During the progression of periodontitis, the bacteria may migrate through the pocket's epithelium and penetrate into the subepithelial connective tissue, so that they surround the inflammatory infiltrate. Complicated interactions occur with the patient's immune defenses which are massively [lacuna] at this point and which lead, via (micronegroses, purulent abscesses or as reaction to the immune interaction for example through activation of osteoclastic endogenous cells, to loss of periodontal supporting tissue and development or deepening of a periodontal pocket and/or retraction of the gingival soft tissue. Particularly important in this connection are processes which take place deep inside the pocket or in problem regions such as, for example, the root furcation.

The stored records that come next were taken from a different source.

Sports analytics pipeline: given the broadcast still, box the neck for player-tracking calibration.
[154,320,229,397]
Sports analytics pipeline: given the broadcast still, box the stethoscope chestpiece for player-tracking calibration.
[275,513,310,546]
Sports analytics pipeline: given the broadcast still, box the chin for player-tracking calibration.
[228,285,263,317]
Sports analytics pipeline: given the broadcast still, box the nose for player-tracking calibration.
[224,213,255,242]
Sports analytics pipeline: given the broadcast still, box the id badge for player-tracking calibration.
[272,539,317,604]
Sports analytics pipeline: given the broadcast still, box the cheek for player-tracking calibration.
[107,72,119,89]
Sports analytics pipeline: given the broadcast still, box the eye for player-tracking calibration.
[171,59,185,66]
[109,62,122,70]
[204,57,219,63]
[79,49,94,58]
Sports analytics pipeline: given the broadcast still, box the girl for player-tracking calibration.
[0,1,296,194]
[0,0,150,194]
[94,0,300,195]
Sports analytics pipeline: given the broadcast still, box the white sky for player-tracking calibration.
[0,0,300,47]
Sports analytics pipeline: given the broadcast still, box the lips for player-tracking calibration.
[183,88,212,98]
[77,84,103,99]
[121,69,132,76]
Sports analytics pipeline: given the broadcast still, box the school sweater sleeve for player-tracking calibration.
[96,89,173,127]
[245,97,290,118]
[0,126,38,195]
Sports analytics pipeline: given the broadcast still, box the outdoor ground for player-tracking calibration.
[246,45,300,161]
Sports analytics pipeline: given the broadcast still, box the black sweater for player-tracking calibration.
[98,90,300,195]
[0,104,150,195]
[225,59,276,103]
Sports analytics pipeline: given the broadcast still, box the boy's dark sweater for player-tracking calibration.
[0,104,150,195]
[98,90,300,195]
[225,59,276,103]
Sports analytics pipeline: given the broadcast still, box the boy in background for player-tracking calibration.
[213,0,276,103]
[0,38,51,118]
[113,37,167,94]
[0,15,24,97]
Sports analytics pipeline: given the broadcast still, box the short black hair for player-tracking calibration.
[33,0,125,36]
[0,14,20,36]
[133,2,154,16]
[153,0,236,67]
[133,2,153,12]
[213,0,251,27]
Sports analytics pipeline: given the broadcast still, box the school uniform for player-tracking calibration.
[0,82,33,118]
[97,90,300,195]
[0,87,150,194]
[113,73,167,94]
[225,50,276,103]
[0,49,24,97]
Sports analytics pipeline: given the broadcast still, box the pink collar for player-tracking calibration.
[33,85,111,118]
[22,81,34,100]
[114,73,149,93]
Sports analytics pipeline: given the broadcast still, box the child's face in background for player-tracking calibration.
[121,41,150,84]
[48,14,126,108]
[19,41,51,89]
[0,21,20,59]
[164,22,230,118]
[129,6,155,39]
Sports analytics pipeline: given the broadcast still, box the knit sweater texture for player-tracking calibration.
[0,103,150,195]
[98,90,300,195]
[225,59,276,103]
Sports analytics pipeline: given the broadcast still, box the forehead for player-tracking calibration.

Recommended to date for reducing microbes in the pockets are mechanical cleaning techniques (for example scaling, curettages, cleaning with ultrasonic instruments) or simple pocket irrigations. Systemic administration of antibiotics is associated with considerable side effects, firstly because of the broad spectrum of the causative bacteria, and secondly because the bacteria are located outside the blood circulation. Local administration techniques through application of the antibiotics directly into the periodontal pockets often have an unreliable effect because diffusion into all the pocket regions is inadequate or deposition does not last long enough or the level of the active substance combination is inadequate. Antibiotics are therefore normally administered only as a measure supporting conventional, usually mechanical, procedures.
Because of the complex geometries of the affected periodontia or periodontal pockets, access to the diseased tissue regions is impeded, and the desired reduction in microbes is often not achieved. The consequence is after various time intervals, depending on the patient's immunological predisposition which is usually affected, recolonization of a previously treated pocket with a recurrence of the disease. It is particularly difficult to reduce microbes in the region of the infiltrated pocket epithelium and the adjoining connective tissue.
The first requirement for improved therapy is to have more detailed information about the current status of the disease to allow a better prediction to be made about the future development of the disease, especially the occurrence of acute episodes of the disease. It is to date possible to identify a previously active pocket only subsequently on the basis of pus discharge from the pocket. If this identification is possible, however, loss of supporting tissue has already occurred. Bacterial genetic testing which has recently been employed for the diagnosis of individual bacteria in periodontal pockets is costly and requires several days for evaluation. For these reasons, it is unsuitable for routine applications. It is moreover possible to derive information only about the genomes of the bacteria from such testing. Distinction according to the metabolic activities of the bacteria which cause periodontal disease is, however, impossible.
Examples of a periodontal procedure are evident from U.S. Pat. Nos. 5,422,093; 5,234,940; 5,211,938 and 5,079,262. These involve the identification and subsequent treatment of malignant and nonmalignant tissue abnormalities using aminolevulinic acid. This is used in the form of an aqueous active substance solution. Excitation of cell fluorescence in the violet region (375 nm to 440 nm) leads to a red fluorescence being observed. An observation filter is used to filter out the diffusely reflected blue-violet excitation light, and the metabolically active tissue region is seen red against a background which appears slightly greenish (intrinsic fluorescence of the healthy tissue).
The rate constant with which metabolism takes place in the cells makes it necessary for the active substance to remain over a prolonged time (at least 15 minutes, typically 120 minutes) essentially unchanged in contact with the tissue.